Written by Anders Larson Tuesday, 30 June 2009 01:00
Tester: Anders Larsen, Team Bikeman.com Rider, Certified Bikeman Product Tester
Conditions: Roots, rocks and race courses across New England.
I have a long history with full suspension bikes. Way back in ‘94 (?) I was the first in the neighborhood to own a Voodoo Canzo (titanium) full suspension. (the first real full suspension owner in the Orono, Maine area goes to Tim Jones, who had one of the GT RTS bikes). The Voodoo was a unified rear triangle design, and for the rolling, rocky, rooty terrain that was found in Orono, it pretty much rocked. Once the terrain turned upward or you stood up, things weren’t so hot. Well, that bike was stolen from the roof rack while at a yoga retreat (weird karma) and with the insurance I upped it to a Team GT LTS, with the grey generation XTR 8 speed group (97? Or 98?). It was a dream machine, I was the envy of the town on that one. That bike rode really well too, except the dreaded “stink bug” effect of jacking up when braking. This made downhills pretty exciting when one didn’t need more exciting. I moved to southern Maine and went to the Gary Fisher Sugar. I really liked this bike because it seemed fast, had a reasonable weight, and some fast pros were using it giving it some cross country credibility. It broke, and then I went with the excellent Salsa El Santo. The lightest full suspension I’d owned, this was a great bike and suited the New England race courses really well. I sold this eventually after riding a Carver 96er and then I got a Salsa Dos Niner. Along the way I also owned a Schwinn Straight 8 downhill bike and a Kona Stinky, both real fun.
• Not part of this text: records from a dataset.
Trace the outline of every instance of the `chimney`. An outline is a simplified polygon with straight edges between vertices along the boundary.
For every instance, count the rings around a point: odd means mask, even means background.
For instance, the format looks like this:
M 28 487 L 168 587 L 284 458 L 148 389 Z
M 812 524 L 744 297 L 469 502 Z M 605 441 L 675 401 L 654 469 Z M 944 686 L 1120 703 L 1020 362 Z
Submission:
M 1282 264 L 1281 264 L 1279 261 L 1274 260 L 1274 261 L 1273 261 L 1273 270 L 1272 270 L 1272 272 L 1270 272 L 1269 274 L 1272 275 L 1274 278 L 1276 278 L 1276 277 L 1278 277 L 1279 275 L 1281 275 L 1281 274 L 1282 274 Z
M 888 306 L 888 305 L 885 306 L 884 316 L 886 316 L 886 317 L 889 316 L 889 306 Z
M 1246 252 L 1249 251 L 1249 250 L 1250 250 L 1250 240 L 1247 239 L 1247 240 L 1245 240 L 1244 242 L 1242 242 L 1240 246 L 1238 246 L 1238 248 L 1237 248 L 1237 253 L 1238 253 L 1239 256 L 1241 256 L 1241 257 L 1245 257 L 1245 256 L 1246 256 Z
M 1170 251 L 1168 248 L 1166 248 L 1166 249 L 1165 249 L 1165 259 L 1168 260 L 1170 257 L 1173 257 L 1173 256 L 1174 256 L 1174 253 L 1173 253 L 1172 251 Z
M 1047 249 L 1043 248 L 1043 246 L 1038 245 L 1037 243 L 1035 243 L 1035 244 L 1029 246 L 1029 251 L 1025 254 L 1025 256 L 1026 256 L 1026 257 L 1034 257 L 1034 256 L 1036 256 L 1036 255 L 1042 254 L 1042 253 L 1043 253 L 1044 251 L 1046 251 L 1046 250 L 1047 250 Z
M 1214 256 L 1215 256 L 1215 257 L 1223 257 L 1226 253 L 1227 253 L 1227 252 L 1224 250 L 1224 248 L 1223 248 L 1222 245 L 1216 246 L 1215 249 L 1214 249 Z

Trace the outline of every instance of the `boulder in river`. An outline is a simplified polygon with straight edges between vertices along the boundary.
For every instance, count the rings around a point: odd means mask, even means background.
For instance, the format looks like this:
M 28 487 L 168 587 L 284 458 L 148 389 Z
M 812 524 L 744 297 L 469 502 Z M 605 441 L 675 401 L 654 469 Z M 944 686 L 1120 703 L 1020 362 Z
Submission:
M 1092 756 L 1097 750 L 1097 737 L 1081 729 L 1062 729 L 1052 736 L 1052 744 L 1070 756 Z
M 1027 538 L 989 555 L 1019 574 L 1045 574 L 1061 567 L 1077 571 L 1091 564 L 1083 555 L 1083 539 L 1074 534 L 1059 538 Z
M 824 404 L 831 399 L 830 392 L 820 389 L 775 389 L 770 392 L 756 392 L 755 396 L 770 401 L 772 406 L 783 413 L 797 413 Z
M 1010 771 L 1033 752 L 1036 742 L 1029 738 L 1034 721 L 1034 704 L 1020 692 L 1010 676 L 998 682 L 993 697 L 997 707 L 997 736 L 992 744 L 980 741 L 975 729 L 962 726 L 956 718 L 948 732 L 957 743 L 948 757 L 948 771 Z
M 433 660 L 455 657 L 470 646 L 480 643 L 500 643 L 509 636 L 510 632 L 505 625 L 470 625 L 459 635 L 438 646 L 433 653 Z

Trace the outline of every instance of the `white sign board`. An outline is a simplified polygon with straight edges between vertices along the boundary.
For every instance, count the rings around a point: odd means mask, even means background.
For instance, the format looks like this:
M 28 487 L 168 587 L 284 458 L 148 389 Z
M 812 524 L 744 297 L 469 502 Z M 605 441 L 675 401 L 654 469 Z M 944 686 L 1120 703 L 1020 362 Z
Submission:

So the last few years have been without rear suspension (except the ½” of the Dos). Just for giggles, I went to the Trek demo day at Bradbury mountain last month and tried one of the new Top Fuels. Though a 26er, I was reminded of the ease that a good full suspension can provide, and I pretty much decided then that with my aging body and need for comfort, it was time to move back to full suspension. I wanted a 29er, and it had to be raceable and good for long days in the saddle. I decided to give the Kona Hei Hei 29er a try. Reviews were good, and the only complaint with the ‘08 I came across was the weight of the wheels and some of the parts. As I had a pretty decent build of my own, I was just interested in the frame. Fortunately, Bikeman.com had a 19” in stock, so I did it.
So here is my build. It should be noted that this bike built up with no issues. All contacts points were where they should be, and faces were clean and accepted parts easily. It has a 72mm bottom bracket shell, so I removed the spacers from my bottom bracket. A nifty feature were 2 threaded holes on the top tube above the shock. Here the derailleur cables or rear brake line can be held with a nice little guide. Very clean, and much more sano than a zip tie.
Fork: Rock Shox Reba, 2006 (?) Set at 100mm
Shifters: SRAM X-9 (from ‘07, still work like day one-great shifters)
Derailleurs: SRAM X-9, bought with the shifters, still excellent)
Brakes: Avid Ultimates, super brakes that are light and strong
Crank: Race Face Deus XC with 26 and 36 chainrings
Chain: SRAM PC-971 with a gold Power Link (best invention ever)
Cassette: SRAM PG-980, 11-34
Wheels: DT 240 hubs with Bontrager Mustang rims, 32 spoke. These wheels are reasonably light and have been totally bombproof for over a year now.
Stem and Bar: TruVative Team stem and Noir bar. I really like the feel of the carbon Noir. I had it on my Dos Niner and it fit by body really well. The larger diameter feels more precise, too.
Grips: ODI Ruffian-my favorite for a few years now.
Saddle: WTB Rocket V-all my bikes have them. Love the fit.
Tires: Panaracer Rampage up front and WTB Nanoraptor in the rear.
Cables: generic hosing and cables. I don’t mind changing these out every month or two. Keep it simple.
I have not ridden this bike yet except for an hour and a half road ride. As some of you know, painfully, most of Maine is now a swamp and I just can’t bring myself to having this bike’s first touch of dirt be mud. I’ll give a proper review once I get the thing off road for a few rides. I did notice that the 80mm Reba felt a bit low and outclassed by the rear end, so I’m setting the travel at 100mm. Several riders with time off road on this bike suggested this also. If it doesn’t work I can always set it back. As for weight, I don’t have a scale. By the feel of it I’d put it around 28 to 29 pounds. Not as light as I’d like, but not a deal breaker.